Diego Botín's Los Gallos entered Championship Sunday in Bermuda level on points with the Flying Roos, and spent the weekend reminding the fleet why they are reigning Season 4 champions. Race 5 was a masterclass — wire-to-wire, cold and authoritative, their 20th SailGP race win — delivered in the kind of lighter breeze that exposed the rest of the fleet while Spain simply sailed away.
Four Finals appearances in 2026. Zero event victories. That is not a pace problem or a consistency problem. It is a conversion problem, and Botín knows it. A momentary foiling error in the Bermuda event final forced Spain into an aggressive split-tack gamble that Australia never needed to respond to.
"It obviously hurts not to have converted any of the four finals we've made," Botín said. "But the overall feeling within the team is very positive. We're sailing well, we're consistently putting ourselves in contention, and I'm confident the wins will come."

The weekend's other headline belonged to Erik Heil's Germany by Deutsche Bank, who muscled their way into the Final through Race 7 — a tense last-chance shootout — for their first event final appearance of the season. Although never really in contention during the three-way shootout, the German's third place in Bermuda moves them up to sixth for the season.
Other performances worth of note included the British, who – although clearly not firing on all cylinders yet after their disastrous last place in Rio – were much improved. A fourth place overall in Bermuda sees them hang on to their second place in the Season 6 standings, albeit with a 10 point deficit to the Australians and a single pint lead over the Spanish.

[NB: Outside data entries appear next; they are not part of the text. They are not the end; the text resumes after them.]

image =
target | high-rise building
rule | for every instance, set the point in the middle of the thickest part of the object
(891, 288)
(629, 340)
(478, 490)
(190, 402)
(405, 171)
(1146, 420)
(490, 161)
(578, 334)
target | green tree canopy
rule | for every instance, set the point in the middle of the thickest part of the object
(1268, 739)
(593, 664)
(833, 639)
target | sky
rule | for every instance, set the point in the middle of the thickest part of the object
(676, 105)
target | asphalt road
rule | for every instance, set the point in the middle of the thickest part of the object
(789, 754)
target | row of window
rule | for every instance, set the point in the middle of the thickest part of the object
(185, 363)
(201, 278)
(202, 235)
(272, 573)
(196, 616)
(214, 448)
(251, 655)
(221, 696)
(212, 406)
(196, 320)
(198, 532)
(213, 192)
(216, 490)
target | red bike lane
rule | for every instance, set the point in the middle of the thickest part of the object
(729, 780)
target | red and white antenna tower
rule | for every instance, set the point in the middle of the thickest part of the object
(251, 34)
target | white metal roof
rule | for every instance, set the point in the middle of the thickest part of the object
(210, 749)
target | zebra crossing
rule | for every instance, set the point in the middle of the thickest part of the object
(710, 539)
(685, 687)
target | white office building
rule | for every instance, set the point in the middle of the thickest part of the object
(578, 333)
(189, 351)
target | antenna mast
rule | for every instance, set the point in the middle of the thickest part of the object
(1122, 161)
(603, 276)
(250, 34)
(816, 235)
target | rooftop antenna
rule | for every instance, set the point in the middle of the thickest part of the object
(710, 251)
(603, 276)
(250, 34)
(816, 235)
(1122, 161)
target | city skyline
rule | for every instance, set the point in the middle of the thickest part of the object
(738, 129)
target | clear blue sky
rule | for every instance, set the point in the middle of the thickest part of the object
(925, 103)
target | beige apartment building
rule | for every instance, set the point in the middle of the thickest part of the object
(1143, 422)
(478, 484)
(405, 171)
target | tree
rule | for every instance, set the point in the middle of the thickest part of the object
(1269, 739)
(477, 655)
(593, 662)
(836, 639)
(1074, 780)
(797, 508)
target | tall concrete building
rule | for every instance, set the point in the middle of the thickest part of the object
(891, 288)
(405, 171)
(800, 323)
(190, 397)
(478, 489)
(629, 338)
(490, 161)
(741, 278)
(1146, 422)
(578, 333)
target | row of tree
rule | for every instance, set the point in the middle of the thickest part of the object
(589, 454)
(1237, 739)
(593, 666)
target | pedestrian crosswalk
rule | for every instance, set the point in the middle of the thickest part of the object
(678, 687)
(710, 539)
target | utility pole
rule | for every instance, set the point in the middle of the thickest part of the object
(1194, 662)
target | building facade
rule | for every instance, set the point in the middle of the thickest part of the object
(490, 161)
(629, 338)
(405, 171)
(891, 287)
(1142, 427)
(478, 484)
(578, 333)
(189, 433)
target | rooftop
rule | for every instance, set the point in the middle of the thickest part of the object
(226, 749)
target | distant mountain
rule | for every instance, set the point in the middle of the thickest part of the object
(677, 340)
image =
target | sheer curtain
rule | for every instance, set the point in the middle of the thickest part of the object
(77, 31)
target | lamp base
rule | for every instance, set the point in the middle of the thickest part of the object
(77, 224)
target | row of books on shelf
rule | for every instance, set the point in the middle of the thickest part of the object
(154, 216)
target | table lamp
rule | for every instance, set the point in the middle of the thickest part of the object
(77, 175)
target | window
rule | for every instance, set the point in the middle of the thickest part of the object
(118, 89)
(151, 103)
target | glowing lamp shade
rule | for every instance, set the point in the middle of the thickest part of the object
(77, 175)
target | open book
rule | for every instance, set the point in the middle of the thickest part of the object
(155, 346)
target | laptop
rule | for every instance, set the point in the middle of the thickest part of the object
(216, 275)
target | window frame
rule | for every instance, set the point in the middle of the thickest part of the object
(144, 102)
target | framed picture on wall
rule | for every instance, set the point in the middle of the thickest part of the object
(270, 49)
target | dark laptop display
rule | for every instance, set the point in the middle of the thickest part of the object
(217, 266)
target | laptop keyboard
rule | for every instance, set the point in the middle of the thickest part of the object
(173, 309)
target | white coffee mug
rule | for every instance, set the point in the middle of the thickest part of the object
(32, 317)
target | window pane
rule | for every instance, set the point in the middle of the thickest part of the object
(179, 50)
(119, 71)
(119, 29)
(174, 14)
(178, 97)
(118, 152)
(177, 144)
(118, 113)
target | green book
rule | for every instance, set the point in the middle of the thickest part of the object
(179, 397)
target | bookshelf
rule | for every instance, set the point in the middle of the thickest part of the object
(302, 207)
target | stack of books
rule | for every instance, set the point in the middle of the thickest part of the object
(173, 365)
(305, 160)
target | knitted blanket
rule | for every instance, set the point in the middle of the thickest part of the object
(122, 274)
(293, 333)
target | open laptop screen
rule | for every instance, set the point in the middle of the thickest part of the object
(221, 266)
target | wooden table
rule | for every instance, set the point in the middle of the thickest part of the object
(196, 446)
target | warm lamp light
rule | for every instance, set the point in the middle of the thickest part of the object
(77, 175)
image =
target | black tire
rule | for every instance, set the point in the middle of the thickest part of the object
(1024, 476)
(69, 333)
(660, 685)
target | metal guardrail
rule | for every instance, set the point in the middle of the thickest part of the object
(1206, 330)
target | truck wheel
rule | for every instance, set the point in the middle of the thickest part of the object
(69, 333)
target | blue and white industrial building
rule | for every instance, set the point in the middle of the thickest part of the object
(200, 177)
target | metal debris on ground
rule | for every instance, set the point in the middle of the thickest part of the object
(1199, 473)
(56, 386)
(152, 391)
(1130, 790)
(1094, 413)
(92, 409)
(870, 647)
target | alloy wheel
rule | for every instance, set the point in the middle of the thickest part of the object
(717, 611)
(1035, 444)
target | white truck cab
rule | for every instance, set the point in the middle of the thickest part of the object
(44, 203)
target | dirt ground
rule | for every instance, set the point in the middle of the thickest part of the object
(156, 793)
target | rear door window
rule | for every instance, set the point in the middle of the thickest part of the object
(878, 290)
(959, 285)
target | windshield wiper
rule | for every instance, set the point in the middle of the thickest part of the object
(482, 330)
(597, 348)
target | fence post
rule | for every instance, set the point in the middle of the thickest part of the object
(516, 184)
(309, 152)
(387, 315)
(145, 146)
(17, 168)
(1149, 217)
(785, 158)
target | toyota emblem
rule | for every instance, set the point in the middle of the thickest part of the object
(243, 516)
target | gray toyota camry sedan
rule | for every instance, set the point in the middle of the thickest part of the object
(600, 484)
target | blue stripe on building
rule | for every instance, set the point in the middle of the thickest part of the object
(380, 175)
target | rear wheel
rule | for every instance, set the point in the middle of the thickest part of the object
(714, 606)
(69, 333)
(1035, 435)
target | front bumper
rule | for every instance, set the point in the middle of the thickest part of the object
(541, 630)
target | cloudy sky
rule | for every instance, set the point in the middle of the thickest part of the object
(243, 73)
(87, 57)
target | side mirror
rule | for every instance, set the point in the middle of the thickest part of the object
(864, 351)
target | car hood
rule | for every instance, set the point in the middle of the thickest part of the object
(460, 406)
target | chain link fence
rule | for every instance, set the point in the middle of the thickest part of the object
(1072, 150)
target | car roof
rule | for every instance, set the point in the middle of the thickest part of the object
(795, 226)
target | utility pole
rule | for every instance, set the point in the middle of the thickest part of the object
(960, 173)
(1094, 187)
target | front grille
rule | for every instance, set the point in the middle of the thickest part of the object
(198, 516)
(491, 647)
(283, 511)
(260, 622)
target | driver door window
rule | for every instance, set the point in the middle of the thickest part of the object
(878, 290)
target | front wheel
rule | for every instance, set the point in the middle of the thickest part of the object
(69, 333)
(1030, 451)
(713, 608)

Despite a strong opening day performance in Bermuda that saw them win the opening race and chalk up a 4,3,3 scoreline for the rest of the day, Taylor Canfield's American crew struggled on the Sunday and had to be content with a fifth place finish for the weekend – a score that dropped them from third to fourth in the season leaderboard.
Also worthy of a mention are the Swiss, whose 10,8,4,6, Saturday scoreline and 7,2,6 on Sunday, was good enough to place them fifth overall for the weekend, and lift them out of last place in the Season 6 rankings up to eleventh.
The championship moves to New York next, and for the first time in 2026 the contours of the title race are coming into sharp focus. Australia are dominant and accelerating. Spain are consistent, dangerous and overdue an event victory.
Ten points is a gap. It is not a gulf. And with Botín's crew showing no signs of blinking, Slingsby's Flying Roos will know that every remaining event matters.
If this battle goes the distance, the second half of Season 6 could be well worth watching.